When you consider that the Houston Texans have spent the early portion of January in each of the last two seasons playing in actual postseason games, it's really saying something when I contend that this is easily the most intriguing January of the Bill O'Brien Era. It's actually saying TWO things — (1) those two playoff teams were somewhat phony playoff teams, and (2) if you hadn't buckled your seatbelt before the Colts game last Sunday, then you've already been figuratively tossed through the windshield by the wild ride of the last five days.
Outside looking in, we are a week removed from thinking that Bill O'Brien may be gone after the season and Rick Smith would be sticking around. Internally, considering the Texans' inner circle probably knew about Tiffany Smith's breast cancer diagnosis, the outlook probably looked far different than the picture the national media was portraying all season long.
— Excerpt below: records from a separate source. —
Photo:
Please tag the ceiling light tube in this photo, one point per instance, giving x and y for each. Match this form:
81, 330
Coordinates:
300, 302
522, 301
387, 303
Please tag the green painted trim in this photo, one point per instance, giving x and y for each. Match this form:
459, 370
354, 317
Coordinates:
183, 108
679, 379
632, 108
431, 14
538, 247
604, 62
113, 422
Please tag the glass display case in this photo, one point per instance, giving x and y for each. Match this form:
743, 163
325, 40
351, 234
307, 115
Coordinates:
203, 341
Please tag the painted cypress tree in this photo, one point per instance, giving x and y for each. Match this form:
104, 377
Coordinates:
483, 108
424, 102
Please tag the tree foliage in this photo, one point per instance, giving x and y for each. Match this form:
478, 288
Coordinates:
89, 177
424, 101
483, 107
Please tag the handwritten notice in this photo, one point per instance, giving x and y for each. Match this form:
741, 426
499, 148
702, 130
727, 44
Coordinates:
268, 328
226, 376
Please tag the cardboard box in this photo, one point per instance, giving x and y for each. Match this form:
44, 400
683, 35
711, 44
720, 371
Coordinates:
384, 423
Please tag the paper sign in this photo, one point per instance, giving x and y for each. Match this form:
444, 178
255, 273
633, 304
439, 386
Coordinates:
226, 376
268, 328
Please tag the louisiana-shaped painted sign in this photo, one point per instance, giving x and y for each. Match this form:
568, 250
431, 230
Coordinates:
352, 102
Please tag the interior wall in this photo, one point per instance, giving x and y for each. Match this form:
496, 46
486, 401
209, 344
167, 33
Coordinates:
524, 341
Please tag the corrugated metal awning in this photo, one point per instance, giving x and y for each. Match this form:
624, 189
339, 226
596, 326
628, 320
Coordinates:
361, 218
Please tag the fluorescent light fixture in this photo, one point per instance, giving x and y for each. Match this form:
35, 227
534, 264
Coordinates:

Without a doubt, it's been a rough week for all the blowhards with their "sources" trumpeting O'Brien's demise.
Instead of being on the outside looking in, O'Brien is about as "inside" now as you can get, as Bob McNair revealed to John McClain of the Houston Chronicle that O'Brien will be part of a four man selection committee, along with owner Bob McNair, chief operating officer Cal McNair, and team president Jamey Rootes. If I didn't know better, it's almost like they chiseled Rick Smith's face off the Texans' executive Mount Rushmore and carved in O'Brien's.
To be clear, this functional direction is something of which I was, and still am, staunchly in favor. (Obviously, I am staunchly opposed to breast cancer, and that part of the story absolutely sucks.) In other words, if one of Rick Smith or Bill O'Brien were to be part of this thing moving forward, I choose O'Brien. More to the point, I choose Deshaun Watson, who I believe benefits far more from O'Brien's offensive coaching than Rick Smith's shaky general managing.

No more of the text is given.